The benefit is, I don't have to calculate incoming harm, I just say "you take damage, roll the move" and the move determines what damage they take. Also, the move isn't weirdly inverted like the AW damage move, where you wanted to fail it. In this hack, rolling high is always good for the PC.
This DOES result in a more lethal game, as a few bad rolls can put you down quickly, as armor isn't constantly mitigating every bit of incoming harm, but it means smaller-caliber weapons are still a threat, and in Eclipse Phase, death is a temporary state, so adding a bit more lethality to it wasn't a problem.
As for the boosted/glitched/elevated/degraded mechanic, in a crunchy sci-fi game with lots of potential tags, I wanted a sliding-scale for success so I could pile on complications, and they could invoke cyberware traits or whatever to counter those complications. That's the sole purpose of that scale. I stole the boosted/glitched from a Shadowrun Dungeon World hack, and added elevated/degraded.

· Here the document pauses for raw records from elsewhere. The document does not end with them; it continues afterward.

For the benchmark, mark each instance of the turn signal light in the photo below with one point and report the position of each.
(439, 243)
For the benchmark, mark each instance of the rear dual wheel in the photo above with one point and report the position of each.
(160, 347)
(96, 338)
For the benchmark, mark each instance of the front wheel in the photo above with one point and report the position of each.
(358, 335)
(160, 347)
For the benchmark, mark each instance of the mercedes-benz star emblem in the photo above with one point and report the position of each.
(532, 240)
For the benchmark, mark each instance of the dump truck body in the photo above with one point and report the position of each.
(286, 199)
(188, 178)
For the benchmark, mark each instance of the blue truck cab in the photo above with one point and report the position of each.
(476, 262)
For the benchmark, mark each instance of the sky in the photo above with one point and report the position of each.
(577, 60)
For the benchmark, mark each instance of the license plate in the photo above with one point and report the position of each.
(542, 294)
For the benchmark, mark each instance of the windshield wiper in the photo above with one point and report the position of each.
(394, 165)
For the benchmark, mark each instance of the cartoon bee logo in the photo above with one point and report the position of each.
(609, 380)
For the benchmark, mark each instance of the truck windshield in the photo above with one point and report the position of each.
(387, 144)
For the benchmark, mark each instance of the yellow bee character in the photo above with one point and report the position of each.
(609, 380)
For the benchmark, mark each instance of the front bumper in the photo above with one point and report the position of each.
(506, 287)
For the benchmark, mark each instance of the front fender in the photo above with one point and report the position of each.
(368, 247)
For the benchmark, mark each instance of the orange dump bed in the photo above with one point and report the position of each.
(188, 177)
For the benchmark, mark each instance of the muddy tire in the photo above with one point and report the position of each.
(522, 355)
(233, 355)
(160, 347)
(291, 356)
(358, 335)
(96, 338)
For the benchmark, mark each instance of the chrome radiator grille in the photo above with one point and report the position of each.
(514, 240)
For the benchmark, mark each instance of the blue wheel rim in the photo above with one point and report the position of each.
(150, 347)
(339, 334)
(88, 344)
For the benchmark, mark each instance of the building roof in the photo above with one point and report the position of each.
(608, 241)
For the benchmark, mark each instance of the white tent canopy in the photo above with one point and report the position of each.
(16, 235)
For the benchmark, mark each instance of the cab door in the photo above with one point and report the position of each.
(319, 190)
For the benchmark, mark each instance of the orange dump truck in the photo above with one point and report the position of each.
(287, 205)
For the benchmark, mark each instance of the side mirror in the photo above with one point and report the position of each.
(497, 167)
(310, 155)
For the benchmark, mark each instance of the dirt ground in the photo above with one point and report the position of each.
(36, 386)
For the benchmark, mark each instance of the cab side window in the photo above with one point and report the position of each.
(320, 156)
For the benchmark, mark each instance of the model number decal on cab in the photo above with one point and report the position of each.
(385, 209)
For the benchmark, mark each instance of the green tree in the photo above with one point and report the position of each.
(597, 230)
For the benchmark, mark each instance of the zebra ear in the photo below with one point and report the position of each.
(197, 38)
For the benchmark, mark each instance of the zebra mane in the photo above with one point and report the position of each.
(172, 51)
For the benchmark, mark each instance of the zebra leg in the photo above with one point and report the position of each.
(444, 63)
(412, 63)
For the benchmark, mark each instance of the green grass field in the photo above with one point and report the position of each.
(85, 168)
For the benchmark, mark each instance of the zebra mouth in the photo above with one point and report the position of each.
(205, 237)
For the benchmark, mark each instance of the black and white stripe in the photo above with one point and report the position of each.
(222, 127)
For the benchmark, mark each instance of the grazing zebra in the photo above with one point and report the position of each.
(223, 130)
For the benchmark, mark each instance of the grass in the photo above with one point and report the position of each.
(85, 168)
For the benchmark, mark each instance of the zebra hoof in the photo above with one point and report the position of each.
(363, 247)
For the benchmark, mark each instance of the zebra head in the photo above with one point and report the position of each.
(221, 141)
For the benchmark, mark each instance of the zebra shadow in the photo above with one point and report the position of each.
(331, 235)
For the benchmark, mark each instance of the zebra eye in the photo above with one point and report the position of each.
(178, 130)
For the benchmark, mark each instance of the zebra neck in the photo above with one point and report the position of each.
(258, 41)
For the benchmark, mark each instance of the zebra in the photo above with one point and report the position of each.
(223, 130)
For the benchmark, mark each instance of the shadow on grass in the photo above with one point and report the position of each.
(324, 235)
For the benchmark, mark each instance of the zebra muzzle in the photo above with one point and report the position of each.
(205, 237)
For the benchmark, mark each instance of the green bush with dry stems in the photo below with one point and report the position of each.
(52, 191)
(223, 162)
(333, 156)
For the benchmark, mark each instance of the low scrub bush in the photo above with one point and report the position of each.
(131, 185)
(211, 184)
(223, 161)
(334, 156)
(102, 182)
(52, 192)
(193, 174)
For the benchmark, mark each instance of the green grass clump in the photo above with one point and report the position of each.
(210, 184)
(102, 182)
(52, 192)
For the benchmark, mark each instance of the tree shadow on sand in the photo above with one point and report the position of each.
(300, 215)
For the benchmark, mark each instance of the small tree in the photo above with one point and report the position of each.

Also, it lets me do things, like for "Drug Use", where a "boosted" roll means addiction is impossible. Or like the "Skirmish" melee move, where one of the options is to be "boosted" on the damage move you're making, which basically ensures you won't take your enemy's full weapon damage.
Other than that, I basically just went through the book, took every piece of wacky cyberware, put a "+" in front of it, and turned it into a narrative tag rather than a complicated piece of rules.